Ben Wallace watched troops at work at Lancashire Constabulary in Preston, trialling new methods to increase the self-sufficiency of community groups in testing.
Teams from the forces have now been invited into workplaces throughout the region, carrying out rapid turnaround lateral flow tests.
After a Military Aid to the Civil Authorities (MACA) request was submitted by Lancashire County Council, up to 40 groups of six military personnel from UK Resilience Unit 13 are being made available to locations across the county.
Once tests have been carried out, troops go on to train the groups to continue the programme for themselves.
It is hoped the rates of COVID-19 within groups who are unable to work from home will fall as a result of routine daily tests, in turn keeping the local economy alive during the latest national lockdown.
"People need supplies and supermarkets," said Mr Wallace, adding that defence benefits from Lancashire's contribution to the aerospace industry.
"Taking testing to the people, finding people who are infectious but not showing symptoms – really, really important – every one of those people we find could potentially help slow down the infections."

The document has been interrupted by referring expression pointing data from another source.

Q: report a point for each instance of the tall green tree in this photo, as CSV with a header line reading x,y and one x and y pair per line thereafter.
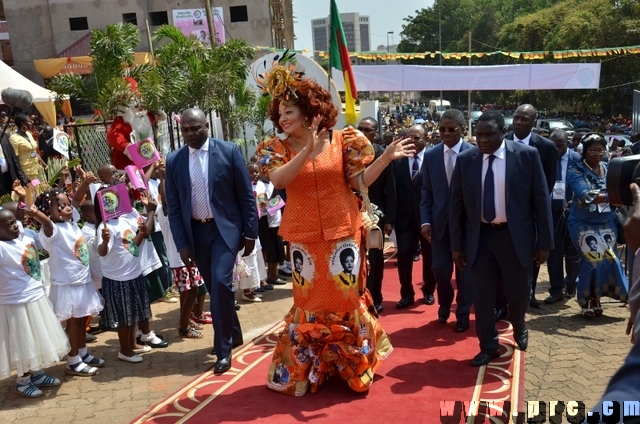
x,y
112,53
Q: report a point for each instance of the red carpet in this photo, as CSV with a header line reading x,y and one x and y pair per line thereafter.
x,y
430,364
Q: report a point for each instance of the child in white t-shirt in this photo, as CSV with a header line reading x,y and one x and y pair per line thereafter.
x,y
32,337
123,285
72,292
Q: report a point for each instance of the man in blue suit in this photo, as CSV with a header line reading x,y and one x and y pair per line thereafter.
x,y
563,246
439,162
500,218
213,215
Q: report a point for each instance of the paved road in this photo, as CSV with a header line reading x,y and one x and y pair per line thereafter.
x,y
569,358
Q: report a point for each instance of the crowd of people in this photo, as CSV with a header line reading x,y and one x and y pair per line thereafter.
x,y
209,222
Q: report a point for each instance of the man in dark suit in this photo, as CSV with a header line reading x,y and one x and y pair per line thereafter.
x,y
500,218
407,226
10,169
439,162
212,213
524,119
635,147
563,247
382,193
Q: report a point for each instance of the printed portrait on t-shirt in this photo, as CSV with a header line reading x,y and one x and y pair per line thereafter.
x,y
129,243
31,262
81,251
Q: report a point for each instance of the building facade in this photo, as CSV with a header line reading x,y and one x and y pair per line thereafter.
x,y
40,29
356,30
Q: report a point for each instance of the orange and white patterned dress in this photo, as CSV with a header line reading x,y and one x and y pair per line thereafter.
x,y
329,330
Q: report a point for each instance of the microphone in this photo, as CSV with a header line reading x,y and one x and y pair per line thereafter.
x,y
19,99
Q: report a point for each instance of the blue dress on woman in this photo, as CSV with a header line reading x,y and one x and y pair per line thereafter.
x,y
594,232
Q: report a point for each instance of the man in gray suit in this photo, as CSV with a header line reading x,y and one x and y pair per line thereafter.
x,y
500,218
439,162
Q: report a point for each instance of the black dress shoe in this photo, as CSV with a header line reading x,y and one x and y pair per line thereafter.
x,y
443,314
483,358
429,299
522,338
553,299
405,302
462,325
222,365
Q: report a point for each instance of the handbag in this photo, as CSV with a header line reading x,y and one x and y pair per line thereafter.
x,y
374,237
621,218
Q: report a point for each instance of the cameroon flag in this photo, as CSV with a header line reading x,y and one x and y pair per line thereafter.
x,y
339,59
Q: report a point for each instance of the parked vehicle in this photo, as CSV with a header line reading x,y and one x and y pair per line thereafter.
x,y
546,126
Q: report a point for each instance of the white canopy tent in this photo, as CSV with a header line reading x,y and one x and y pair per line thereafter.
x,y
547,76
43,99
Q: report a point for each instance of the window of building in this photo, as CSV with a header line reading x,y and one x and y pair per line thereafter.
x,y
130,17
238,14
158,18
78,24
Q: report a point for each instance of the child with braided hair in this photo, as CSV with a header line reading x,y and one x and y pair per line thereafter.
x,y
30,335
73,294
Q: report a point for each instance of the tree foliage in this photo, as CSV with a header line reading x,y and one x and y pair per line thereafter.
x,y
112,53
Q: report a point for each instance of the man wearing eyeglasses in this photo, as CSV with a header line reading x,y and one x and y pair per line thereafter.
x,y
408,190
437,171
382,193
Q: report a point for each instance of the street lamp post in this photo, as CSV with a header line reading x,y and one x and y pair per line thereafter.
x,y
388,32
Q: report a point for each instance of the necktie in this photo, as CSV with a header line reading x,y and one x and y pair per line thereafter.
x,y
449,166
200,195
488,196
557,205
415,171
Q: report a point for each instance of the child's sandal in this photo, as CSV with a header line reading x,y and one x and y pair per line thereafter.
x,y
28,390
190,333
81,369
93,361
195,325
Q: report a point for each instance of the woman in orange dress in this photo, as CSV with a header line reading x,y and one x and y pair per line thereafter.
x,y
330,329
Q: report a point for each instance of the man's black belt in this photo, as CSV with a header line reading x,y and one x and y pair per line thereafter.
x,y
495,224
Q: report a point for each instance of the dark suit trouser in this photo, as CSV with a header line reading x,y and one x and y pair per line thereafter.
x,y
215,262
496,260
376,272
442,266
564,248
407,240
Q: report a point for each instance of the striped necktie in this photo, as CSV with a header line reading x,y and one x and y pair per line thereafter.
x,y
200,195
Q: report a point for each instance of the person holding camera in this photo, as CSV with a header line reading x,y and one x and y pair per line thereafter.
x,y
591,220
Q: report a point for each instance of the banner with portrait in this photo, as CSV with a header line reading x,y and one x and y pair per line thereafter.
x,y
194,22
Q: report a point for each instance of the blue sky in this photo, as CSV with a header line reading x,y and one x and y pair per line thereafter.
x,y
385,16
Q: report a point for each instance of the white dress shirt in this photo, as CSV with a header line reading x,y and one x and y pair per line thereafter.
x,y
499,182
564,164
419,157
193,162
526,140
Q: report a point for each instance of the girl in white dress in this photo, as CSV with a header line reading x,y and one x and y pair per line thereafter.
x,y
73,294
31,336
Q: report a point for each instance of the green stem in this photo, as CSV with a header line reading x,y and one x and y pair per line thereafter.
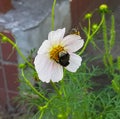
x,y
90,36
55,87
30,85
53,15
105,38
18,50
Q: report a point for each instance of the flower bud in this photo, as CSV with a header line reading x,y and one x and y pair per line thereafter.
x,y
88,16
94,27
103,8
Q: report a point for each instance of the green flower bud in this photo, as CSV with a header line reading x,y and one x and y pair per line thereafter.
x,y
88,16
94,27
103,8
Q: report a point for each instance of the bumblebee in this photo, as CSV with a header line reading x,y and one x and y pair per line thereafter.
x,y
64,58
75,31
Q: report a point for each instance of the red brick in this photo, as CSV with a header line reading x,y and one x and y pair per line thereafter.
x,y
1,79
3,98
11,73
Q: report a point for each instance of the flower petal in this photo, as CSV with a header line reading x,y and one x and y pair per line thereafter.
x,y
56,36
44,48
72,43
75,62
43,66
57,73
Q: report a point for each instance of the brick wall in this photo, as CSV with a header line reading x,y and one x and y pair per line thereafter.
x,y
8,74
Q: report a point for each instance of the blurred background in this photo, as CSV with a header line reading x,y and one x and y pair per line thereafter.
x,y
28,22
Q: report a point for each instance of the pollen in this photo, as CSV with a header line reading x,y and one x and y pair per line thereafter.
x,y
54,52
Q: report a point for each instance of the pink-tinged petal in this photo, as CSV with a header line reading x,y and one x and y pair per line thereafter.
x,y
56,36
43,66
57,73
75,62
44,48
72,43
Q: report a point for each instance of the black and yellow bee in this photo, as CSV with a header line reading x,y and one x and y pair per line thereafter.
x,y
64,58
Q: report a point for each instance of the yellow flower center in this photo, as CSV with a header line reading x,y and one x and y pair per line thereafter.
x,y
54,52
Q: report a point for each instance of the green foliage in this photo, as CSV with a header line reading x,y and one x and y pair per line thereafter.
x,y
81,95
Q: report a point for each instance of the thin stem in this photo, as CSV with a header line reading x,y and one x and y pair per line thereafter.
x,y
53,15
30,85
55,87
90,36
105,38
18,50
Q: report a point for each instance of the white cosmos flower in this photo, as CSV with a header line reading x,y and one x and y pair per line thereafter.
x,y
58,52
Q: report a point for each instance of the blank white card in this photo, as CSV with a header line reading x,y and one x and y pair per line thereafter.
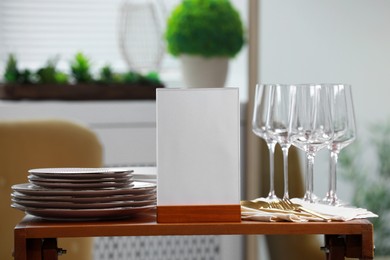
x,y
198,146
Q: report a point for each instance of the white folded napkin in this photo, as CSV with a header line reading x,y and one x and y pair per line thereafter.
x,y
338,213
331,212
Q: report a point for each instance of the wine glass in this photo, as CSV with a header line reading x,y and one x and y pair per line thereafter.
x,y
311,127
343,119
278,123
259,127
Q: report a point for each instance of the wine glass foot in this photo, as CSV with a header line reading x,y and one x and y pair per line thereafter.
x,y
332,200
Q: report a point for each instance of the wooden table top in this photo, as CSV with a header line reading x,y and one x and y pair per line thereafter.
x,y
146,225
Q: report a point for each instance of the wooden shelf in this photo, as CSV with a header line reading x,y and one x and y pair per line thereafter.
x,y
355,238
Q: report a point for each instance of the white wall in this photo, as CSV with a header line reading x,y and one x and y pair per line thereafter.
x,y
347,41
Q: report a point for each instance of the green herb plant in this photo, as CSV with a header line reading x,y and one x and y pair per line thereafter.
x,y
204,27
371,180
80,68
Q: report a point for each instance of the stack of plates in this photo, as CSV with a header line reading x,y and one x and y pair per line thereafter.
x,y
83,194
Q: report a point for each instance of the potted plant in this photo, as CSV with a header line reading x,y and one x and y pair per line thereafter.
x,y
204,34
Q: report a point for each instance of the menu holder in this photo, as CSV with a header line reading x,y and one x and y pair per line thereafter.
x,y
198,155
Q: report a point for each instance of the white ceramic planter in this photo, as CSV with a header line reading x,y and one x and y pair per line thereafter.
x,y
201,72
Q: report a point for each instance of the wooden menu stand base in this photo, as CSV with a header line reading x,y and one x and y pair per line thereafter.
x,y
198,213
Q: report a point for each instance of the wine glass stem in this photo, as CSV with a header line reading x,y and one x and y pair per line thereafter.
x,y
285,170
309,196
271,150
333,176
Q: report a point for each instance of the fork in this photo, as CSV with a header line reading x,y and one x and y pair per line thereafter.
x,y
289,205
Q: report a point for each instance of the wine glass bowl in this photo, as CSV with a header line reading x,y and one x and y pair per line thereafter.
x,y
259,127
311,127
344,125
282,99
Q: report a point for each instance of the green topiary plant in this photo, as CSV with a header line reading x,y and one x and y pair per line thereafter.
x,y
205,27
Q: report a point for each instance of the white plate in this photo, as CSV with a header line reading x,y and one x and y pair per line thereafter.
x,y
31,189
75,199
71,205
125,178
80,172
84,214
85,185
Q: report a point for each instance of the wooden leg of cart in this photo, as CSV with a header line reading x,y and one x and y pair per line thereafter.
x,y
49,249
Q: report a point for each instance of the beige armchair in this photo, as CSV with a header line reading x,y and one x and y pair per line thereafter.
x,y
41,144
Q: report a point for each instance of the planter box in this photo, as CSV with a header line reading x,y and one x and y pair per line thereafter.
x,y
78,92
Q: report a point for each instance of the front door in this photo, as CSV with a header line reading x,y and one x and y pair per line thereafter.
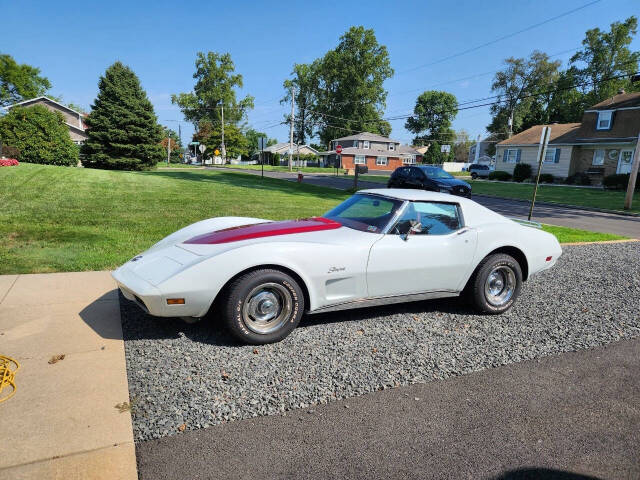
x,y
624,161
435,259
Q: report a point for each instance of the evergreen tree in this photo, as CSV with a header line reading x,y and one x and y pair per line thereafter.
x,y
123,130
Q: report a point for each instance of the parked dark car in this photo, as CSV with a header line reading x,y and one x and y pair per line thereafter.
x,y
430,178
481,171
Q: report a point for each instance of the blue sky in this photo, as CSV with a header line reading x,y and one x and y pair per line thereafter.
x,y
74,42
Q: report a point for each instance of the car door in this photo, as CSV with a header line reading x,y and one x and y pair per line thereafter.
x,y
436,259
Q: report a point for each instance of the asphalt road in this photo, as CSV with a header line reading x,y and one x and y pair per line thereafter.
x,y
571,416
546,213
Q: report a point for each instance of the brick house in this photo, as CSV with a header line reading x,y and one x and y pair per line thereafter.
x,y
374,151
602,144
73,119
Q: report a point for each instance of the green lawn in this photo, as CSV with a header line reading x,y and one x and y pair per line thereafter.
x,y
274,168
72,219
583,197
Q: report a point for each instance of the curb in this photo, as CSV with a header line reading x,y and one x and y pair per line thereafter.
x,y
626,240
564,205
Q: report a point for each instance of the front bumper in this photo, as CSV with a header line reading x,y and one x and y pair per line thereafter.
x,y
150,298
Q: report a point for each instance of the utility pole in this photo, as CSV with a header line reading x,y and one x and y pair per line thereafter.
x,y
293,103
542,151
632,176
224,150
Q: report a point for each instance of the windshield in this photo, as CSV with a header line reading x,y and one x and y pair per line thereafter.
x,y
367,213
435,172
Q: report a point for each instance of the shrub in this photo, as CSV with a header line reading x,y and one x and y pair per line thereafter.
x,y
40,136
521,172
500,175
619,181
579,178
546,178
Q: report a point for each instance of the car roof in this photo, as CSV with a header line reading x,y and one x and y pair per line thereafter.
x,y
475,214
413,194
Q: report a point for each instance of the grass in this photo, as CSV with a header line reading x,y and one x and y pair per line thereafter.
x,y
571,235
162,165
282,168
73,219
582,197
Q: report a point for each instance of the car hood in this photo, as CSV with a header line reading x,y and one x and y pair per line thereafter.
x,y
451,182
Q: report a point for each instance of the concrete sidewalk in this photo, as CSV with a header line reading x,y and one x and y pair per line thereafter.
x,y
62,422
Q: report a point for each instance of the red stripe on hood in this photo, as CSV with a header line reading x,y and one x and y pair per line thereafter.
x,y
269,229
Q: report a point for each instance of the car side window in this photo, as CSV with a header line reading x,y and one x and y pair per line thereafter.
x,y
434,218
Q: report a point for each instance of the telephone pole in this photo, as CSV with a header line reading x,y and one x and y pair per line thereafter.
x,y
293,103
224,150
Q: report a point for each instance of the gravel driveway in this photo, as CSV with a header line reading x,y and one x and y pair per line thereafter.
x,y
194,376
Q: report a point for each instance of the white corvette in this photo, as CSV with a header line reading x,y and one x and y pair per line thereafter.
x,y
379,246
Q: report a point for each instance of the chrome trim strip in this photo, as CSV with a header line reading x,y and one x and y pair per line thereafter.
x,y
388,300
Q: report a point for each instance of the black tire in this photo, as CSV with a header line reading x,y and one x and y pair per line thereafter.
x,y
480,286
243,303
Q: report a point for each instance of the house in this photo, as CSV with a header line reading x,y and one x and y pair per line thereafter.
x,y
603,143
374,151
478,152
73,119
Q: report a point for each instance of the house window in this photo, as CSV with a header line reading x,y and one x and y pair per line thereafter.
x,y
511,155
552,155
604,120
598,157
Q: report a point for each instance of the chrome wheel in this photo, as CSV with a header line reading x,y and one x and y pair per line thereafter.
x,y
267,308
500,285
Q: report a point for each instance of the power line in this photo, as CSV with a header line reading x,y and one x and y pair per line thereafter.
x,y
504,37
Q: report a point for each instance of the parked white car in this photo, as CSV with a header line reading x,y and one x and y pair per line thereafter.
x,y
379,246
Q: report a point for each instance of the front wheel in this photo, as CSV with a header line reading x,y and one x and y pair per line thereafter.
x,y
262,306
496,284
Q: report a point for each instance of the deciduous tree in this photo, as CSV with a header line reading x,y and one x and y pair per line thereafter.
x,y
123,130
20,81
605,55
216,84
40,135
351,95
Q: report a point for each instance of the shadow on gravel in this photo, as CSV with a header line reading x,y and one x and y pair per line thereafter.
x,y
138,325
542,474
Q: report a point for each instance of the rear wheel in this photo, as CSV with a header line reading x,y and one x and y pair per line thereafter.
x,y
496,284
262,306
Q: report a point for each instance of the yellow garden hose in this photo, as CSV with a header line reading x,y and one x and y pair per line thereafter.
x,y
7,376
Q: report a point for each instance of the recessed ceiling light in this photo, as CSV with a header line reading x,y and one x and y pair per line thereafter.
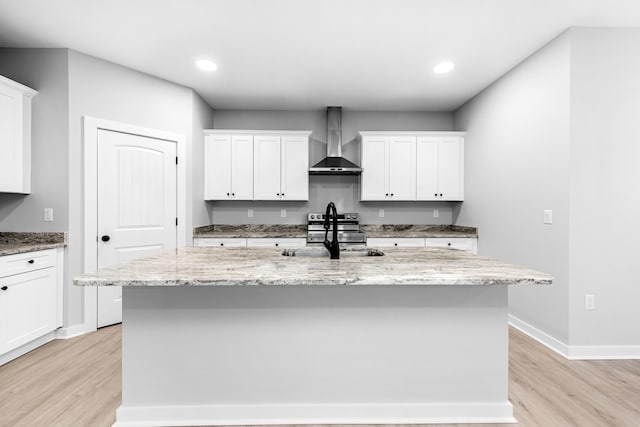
x,y
443,67
206,65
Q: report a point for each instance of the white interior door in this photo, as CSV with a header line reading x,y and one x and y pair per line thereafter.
x,y
137,206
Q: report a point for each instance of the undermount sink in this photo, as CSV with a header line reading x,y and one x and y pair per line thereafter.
x,y
322,252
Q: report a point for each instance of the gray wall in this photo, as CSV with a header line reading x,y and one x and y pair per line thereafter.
x,y
44,70
344,191
605,186
202,119
516,166
108,91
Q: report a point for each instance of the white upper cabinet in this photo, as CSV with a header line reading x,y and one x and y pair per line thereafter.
x,y
228,167
294,167
266,160
374,181
256,165
441,168
15,137
404,166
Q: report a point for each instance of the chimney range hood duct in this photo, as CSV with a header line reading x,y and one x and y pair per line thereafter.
x,y
334,163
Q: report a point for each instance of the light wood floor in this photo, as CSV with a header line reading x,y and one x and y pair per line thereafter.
x,y
76,382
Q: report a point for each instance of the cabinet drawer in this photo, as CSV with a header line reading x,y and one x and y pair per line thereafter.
x,y
286,242
233,242
28,261
402,242
461,243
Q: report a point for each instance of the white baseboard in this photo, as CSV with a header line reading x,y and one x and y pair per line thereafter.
x,y
73,331
268,414
32,345
576,352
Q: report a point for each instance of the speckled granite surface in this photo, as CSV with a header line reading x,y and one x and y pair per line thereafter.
x,y
267,266
413,230
372,230
251,230
19,242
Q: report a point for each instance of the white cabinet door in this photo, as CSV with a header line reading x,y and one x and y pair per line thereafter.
x,y
402,168
450,168
15,137
28,307
462,243
294,168
266,178
374,181
217,167
282,242
401,242
427,168
242,167
230,242
440,174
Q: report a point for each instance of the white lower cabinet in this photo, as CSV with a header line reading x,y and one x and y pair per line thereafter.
x,y
30,298
403,242
283,242
229,242
468,244
462,243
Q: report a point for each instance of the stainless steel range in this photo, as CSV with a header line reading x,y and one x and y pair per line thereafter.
x,y
348,228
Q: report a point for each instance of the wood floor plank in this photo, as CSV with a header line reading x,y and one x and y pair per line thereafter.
x,y
77,382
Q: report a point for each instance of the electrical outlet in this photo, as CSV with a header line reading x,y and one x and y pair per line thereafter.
x,y
589,302
48,214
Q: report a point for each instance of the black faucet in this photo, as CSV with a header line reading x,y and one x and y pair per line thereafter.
x,y
332,246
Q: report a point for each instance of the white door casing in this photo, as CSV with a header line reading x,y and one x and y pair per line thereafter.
x,y
92,128
136,206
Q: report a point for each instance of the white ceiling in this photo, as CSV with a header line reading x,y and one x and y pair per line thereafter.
x,y
307,54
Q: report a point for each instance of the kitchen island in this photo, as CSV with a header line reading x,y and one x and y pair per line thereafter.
x,y
249,336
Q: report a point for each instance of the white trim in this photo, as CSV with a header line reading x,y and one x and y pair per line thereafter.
x,y
255,132
26,90
576,352
411,133
90,139
31,345
73,331
400,413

This new method of testing will allow for greater tracing and control of the virus, explained Lieutenant Colonel Matthew Davis, Commanding Officer, UK Resilience Unit 13.
"If you have testing where we are asking people to volunteer to come to a site, we can't take any action to necessarily contain the spread, whereas if we go to a specific site, we can take action within that site," he said.
Lt Col Davis said the force has been "well received" by community groups so far and is planning to hand over its duties to the local authority within the coming weeks.
Once their duties are handed over the personnel will be ready if needed to assist the Government's vaccination rollout programme.